Under the customs code, or Presidential Decree No. 1464, the taxable threshold for parcels shipped to the country is P10,000, meaning only items worth that much or below are exempt from tax.
“I’m afraid that our [countrymen] who are sending balikbayan boxes to their relatives and friends here in the Philippines are also correct in their claim that the threshold for taxable parcel, which is P10,000, is already too unrealistic and outdated,” Sarmiento said in a statement.
“This is something that the BOC should consider for humanitarian grounds until Congress makes the necessary correction on our present Tariff and Customs Law,” he said.
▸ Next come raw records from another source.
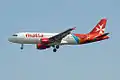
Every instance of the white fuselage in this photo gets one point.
(35, 37)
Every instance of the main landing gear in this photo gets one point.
(55, 48)
(21, 47)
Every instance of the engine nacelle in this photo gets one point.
(45, 40)
(41, 46)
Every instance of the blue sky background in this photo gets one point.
(97, 61)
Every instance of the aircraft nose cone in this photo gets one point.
(10, 39)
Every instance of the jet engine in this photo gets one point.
(45, 40)
(41, 46)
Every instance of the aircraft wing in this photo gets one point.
(60, 36)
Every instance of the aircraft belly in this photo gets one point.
(68, 42)
(29, 41)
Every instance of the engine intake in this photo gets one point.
(44, 40)
(41, 46)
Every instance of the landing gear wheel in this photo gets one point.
(57, 46)
(54, 50)
(21, 46)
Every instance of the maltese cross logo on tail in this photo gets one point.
(100, 29)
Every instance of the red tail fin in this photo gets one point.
(100, 27)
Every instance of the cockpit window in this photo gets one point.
(14, 35)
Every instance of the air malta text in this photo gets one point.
(34, 35)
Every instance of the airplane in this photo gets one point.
(55, 40)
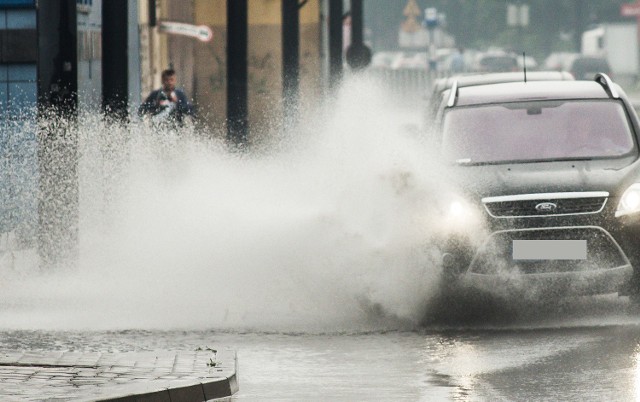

He called on Congress to pass a joint resolution raising the threshold to P50,000 to “avoid a long-drawn legislative process.”
“Commissioner [Alberto] Lina should realize that P10,000 nowadays is only worth 2 pairs of shoes or just around 100 cans of Spam,” Sarmiento said.
Recto bill raises tax exemption
“Using the taxable threshold set by a 37-year-old law is definitely unacceptable and outrageous to our overseas Filipino workers who have been the country’s lifeblood,” he added.
In the Senate, two lawmakers also want to raise the tax-exempt value of balikbayan boxes.
Sen. Ralph Recto has filed a bill that would increase the tax-exempt value of the contents of balikbayan boxes from $500 to $2,000 (about P93,200), almost double the amount proposed by Sarmiento.
“The order of the President is very laudable and time-on-target,” Recto said on Tuesday. “But what the OFWs want is not temporary relief but permanent protection against whimsical search and seizures of their padala (gifts).”
Increasing the tax-exempt ceiling for the OFWs’ packages would reduce the motive and temptation to open up the boxes, according to Recto.
A $2,000 ceiling would be hard to breach, according to Recto.
“The intent of this bill is to recognize the Philippine tradition and culture of promoting and preserving strong family ties as represented by a balikbayan box carefully loaded with goodies by our hardworking OFWs,” he said.
Sen. Bam Aquino also favors raising the tax-exempt ceiling for OFWs’ balikbayan box to a more realistic level.
Sarmiento expressed support for President Aquino’s decision to order the BOC to stop opening balikbayan boxes unless X-ray and K-9 examinations indicated possible contraband items.
“This decision of President Aquino only shows that he understands the problem and he shares the sentiment of our people,” he said.
But Sarmiento said he saw nothing wrong with the decision of the BOC to conduct inspections on balikbayan boxes “as long as all the necessary measures are put in place to ensure that no parcel is lost or damaged in the process.”